I can’t remember if I reported here, or only on my FB author’s page, that I received a $50 coupon from Facebook to use on an ad campaign. Prior to receiving that I had done a bunch of clicking on FB ad pages, going through the motions of placing an ad, but not really intending to. I just wanted to see how easy it would be. They [FB] of course knew about my clicks and thought “Ah ha! Someone who wanted to place an ad but stopped short. Let’s give him a coupon to run a small campaign, and we’ll have another advertiser.”
The coupon would expire in a couple of months, so even though I had nothing newly published worth advertising, I decided to go ahead and test the waters. I began the campaign on March 23 and set it to end on April 12. At any point I could change the ending day. Putting the ads together wasn’t actually difficult. It was all menu driven. Type in a title, some text, upload a photo, decide what the action is you want people to take, decide how the ads will be paid, click finished, and poof! Your ad is live. That sounds easy, but at many steps along the way I found I didn’t really understand what I was doing.
I decided to advertise my most recent novel, Operation Lotus Sunday, and an earlier novel, Doctor Luke’s Assistant. Then I decided to also include The Candy Store Generation in the campaign. The last few days I decided to add an ad for Documenting America. When I did the ad for OLS, I decided I wanted two photos in the ad. I uploaded the front cover, then uploaded the back cover picture. Unfortunately, I didn’t know FB interpreted that as two different ads and, through the course of the campaign, the back cover photo ad was used much more than the front cover one.

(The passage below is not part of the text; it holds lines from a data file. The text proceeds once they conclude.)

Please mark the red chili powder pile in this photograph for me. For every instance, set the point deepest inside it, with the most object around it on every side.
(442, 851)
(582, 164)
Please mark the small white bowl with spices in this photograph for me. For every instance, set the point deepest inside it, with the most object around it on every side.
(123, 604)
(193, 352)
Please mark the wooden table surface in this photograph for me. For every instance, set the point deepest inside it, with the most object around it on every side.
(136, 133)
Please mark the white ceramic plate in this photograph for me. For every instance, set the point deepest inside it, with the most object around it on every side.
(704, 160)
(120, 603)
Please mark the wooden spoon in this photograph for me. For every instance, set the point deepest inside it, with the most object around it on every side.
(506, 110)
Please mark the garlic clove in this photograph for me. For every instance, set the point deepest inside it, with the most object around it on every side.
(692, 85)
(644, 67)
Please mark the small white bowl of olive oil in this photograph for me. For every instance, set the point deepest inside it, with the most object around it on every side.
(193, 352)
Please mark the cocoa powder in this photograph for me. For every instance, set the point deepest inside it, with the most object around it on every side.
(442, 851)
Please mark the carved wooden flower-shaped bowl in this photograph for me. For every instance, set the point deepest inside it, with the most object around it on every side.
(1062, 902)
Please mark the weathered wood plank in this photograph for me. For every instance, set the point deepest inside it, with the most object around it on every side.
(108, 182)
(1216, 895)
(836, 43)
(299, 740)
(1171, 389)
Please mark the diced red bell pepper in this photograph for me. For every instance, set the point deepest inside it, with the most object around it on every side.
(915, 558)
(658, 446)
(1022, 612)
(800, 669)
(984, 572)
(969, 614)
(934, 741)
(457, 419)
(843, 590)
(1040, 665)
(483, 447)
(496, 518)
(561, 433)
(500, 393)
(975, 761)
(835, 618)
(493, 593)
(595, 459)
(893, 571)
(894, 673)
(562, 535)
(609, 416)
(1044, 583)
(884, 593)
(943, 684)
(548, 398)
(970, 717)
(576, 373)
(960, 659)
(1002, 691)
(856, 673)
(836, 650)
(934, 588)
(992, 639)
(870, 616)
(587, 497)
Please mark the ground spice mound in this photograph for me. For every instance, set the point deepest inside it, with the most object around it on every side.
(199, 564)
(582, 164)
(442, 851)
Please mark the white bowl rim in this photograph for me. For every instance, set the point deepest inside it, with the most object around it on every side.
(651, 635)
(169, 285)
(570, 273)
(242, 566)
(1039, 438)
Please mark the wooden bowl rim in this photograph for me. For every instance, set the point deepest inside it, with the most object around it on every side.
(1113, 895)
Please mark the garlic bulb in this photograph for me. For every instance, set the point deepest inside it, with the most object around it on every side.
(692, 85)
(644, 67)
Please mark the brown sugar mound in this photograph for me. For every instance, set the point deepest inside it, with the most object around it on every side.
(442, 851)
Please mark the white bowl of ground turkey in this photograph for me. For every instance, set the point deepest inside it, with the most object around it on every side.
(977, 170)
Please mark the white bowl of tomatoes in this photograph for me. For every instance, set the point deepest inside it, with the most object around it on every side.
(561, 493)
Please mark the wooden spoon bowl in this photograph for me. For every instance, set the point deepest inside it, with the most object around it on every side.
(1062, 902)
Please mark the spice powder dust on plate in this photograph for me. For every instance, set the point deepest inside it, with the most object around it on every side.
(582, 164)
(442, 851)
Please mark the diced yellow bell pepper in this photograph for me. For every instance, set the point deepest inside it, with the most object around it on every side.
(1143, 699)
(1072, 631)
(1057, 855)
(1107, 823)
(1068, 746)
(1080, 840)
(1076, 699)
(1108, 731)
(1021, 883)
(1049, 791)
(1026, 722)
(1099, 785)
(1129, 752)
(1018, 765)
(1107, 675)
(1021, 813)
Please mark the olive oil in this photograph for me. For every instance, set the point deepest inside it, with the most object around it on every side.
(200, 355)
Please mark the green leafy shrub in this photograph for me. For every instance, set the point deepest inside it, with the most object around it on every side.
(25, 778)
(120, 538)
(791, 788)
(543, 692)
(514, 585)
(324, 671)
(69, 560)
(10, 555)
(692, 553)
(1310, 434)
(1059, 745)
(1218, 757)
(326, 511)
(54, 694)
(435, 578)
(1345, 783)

- Here are the stats from the campaign, as reported by FB.
- Reach 31,355 (times the ads were seen)
- Website clicks 135
- Frequency 1.21 (no. of times a person saw the ads)
- Avg cost per website click $0.37
And, the statistics reported by me:
- Books sold: 1
Yes, during the ad campaign I sold only one of those books via Amazon (the links included in the ad), an e-book copy of DLA. So $50 spent generated $4.99 in sales, and less than that in revenue. I’m glad I wasn’t spending my own money.
Much of this process was uncomfortable. I could decide to pay for the ads by the website click, by impression, or another way. It’s interesting that my money lasted exactly till the end of the campaign. I’m sure FB’s algorithms knew how much per day I had to spend, monitored the actions being taken, and showed the ad more or fewer times according to how much budget and time were left.
The look of and information in the ads was limited, which was good, I guess, as I couldn’t have done much to spiff them up even if I wanted to. I’m not there on my knowledge of computer graphics.
One of the decisions I had to make was whether I wanted the ads associated with my personal FB page or my author page. I decided my author page. This really skewed my stats for that page. It went from “interacting” with about twenty to forty people a week (not all unique) to several thousand. Of course, FB was saying someone seeing my ad was an interaction. So for two weeks I interacted with thousands of people. Now, more than a week after the campaign, I’m back to twenty to forty a week, and the pages says that’s down 99.9% from a week ago.
The bottom line from all of this: I’m glad I wasn’t spending my own money. I don’t see myself ever running a FB ad campaign again, at least not until something happens that shows me it does some good.